10 What follows then? “Having food and covering, let us be therewith content; for they who wish to be rich fall into temptation, and many and hurtful lusts, which drown men in destruction and perdition. For avarice is the root of all evil, which some following after, have erred from the faith.” Now consider what they have abandoned. Grieved you are that they have abandoned this, but see now in what they have entangled themselves. Hear; “They have erred from the faith, and entangled themselves in many sorrows.”

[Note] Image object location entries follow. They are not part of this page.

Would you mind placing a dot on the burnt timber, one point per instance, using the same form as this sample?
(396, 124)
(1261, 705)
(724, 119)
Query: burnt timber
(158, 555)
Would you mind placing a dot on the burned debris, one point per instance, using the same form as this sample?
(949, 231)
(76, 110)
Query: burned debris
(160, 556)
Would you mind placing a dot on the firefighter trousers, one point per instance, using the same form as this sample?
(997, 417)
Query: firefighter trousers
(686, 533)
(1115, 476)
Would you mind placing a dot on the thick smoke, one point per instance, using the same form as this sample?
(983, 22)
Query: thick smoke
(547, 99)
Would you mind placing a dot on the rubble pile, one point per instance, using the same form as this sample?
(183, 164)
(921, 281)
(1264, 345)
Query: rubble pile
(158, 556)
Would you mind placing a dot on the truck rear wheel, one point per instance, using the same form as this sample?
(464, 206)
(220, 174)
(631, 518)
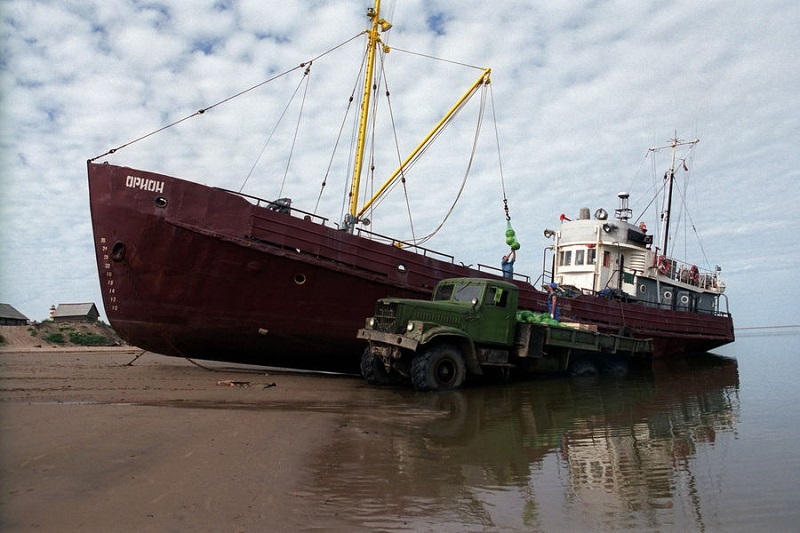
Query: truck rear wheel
(373, 369)
(438, 368)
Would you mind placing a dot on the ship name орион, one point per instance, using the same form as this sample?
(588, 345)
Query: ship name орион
(135, 182)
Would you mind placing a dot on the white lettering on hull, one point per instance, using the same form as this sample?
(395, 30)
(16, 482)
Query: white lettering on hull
(135, 182)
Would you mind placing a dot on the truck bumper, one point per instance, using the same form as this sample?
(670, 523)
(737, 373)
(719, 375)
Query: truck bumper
(391, 339)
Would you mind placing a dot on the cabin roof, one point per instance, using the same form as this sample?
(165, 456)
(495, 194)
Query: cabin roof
(65, 310)
(8, 311)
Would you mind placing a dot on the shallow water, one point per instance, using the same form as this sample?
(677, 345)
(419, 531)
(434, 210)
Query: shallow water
(702, 446)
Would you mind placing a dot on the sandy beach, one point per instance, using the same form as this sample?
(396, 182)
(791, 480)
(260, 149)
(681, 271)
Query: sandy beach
(93, 443)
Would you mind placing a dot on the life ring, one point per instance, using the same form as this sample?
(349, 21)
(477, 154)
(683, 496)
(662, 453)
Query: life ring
(694, 274)
(664, 265)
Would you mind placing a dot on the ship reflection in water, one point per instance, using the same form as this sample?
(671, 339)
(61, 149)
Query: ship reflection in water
(548, 455)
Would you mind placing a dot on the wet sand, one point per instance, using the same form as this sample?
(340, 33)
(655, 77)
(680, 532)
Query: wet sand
(90, 443)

But who? “They who wish to be rich.” It is one thing to be rich, another to wish to become rich. He is rich, who is born of rich parents, and he is rich not because he wished it, but because many left him their inheritances. His wealth I see, I make no question as to the pleasure he takes in it. In this Scripture it is covetousness that is condemned, not gold, or silver, or riches, but covetousness. For they who do not wish to become rich, or do not care about it, who do not burn with covetous desires, nor are inflamed by the fires of avarice, but who yet are rich, let them hear the Apostle (it has been read today), “Charge them that are rich in this world.” Charge them what?
Charge them before all things, not to be proud in their conceits, for there is nothing which riches do so much generate as pride. Each several fruit, each several grain of grain, each several tree, has its peculiar worm, and the worm of the apple is of one kind, and of the pear another, and of the bean another, and of the wheat another. The worm of riches is pride.